I built my own Dataset and all the features are present and I get the exact same results up until fitting the model.
There I get the above error.
After some research, it seems this is caused by not having the columns in the correct order.
The tokenizer does output it in a different order and I changed it, but neither the order in the course nor the order of the tokenizer seem to work.
Can someone think of another issue?
I don’t have the Data Collator as it’s deprecated now.
Token Type Ids are commented out because the tokenizer does not return them.
I’m using "distilbert-base-cased-distilled-squad" because I just want to try and that seems like the fastest (smallest) model.
Hi @ollibolli, this is a good question! We’re thinking about a refactor of the internals of some of our TF models to make it a bit clearer, because this is one of the most common issues people encounter.
I don’t -think- the order of the columns should matter. Instead, what’s happening here is that you compiled the model with a Keras loss, but you’re passing the labels in the input dictionary. This is explained in more detail in the HF course here: How to ask for help - Hugging Face Course
If you search in that file for the “No gradients provided…” error you’ll see what it is, and how to fix it. If you have any other issues, or you don’t think the course notes do a good job explaining the problem, feel free to let me know!
Hi @ollibolli, that’s probably our fault for not making it intuitive enough! The key idea is that in Keras, usually the loss is computed by a Keras loss function, which you pass to compile() in the loss argument. If you do that, then you need to pass labels in the label_cols argument, and if they aren’t there, Keras won’t be able to see your labels, won’t know what to do with the loss function, and will complain that there’s no gradients (because it couldn’t compute the loss).
With Hugging Face models, though, you can also just skip providing the loss argument to compile() entirely. If you do this, the model will compute loss internally (this is really helpful in some cases, because the loss may be quite complex to specify as a Keras loss). When you do this, the labels should be in the input dictionary (like they are in your code), so that the model can see them.
tl;dr Do one of two things:
Pass a loss argument to compile() + put labels in label_cols
Don’t pass a loss argument to compile() + put labels in columns
We’re well aware that this can be unintuitive, though, and we’re working on a way to make sure the labels ‘just work’ in both cases without these fiddly details.
Oh thanks a lot.
Not at all, there is always room for improvement though in general, I found the course super helpful.
I’m doing that in tandem with Lewis’ book and a bit of Kaggle.
I find it super intuitive, just a week ago I hadn’t known much and I feel pretty comfortable already.
thanks for taking the time, I’ll try your steps and will report back.
Hi, I tried both versions, but I hadn’t had much luck with the TF version of my code.
I think I am not clear on what the labels are.
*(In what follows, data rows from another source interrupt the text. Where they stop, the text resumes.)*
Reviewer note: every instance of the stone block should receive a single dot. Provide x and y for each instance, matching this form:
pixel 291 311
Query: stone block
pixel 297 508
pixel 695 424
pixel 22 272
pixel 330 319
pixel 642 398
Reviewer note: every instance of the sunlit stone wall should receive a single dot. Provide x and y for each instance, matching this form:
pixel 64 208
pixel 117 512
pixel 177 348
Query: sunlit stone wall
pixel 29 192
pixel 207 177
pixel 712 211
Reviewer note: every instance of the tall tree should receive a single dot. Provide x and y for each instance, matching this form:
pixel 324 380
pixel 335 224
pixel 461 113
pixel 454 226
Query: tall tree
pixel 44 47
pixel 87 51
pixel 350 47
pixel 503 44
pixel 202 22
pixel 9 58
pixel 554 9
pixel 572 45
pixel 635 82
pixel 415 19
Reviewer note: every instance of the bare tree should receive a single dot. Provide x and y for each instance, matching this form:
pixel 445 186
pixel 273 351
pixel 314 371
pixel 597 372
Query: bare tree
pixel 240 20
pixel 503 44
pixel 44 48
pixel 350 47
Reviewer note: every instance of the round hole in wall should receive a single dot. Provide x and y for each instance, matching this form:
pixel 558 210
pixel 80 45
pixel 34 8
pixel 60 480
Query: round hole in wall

I thought it would be start and endpositions, but with option 2 (No loss in compile() + labels in columns) I get first the complaint that it needs input_ids, after adding that I still get the same error.
Hm, this is interesting! Would you be willing to share your whole script so I can try to reproduce it here? You can just give me a couple of rows of your dataset rather than the whole thing, or just any data with the right shape so the script runs.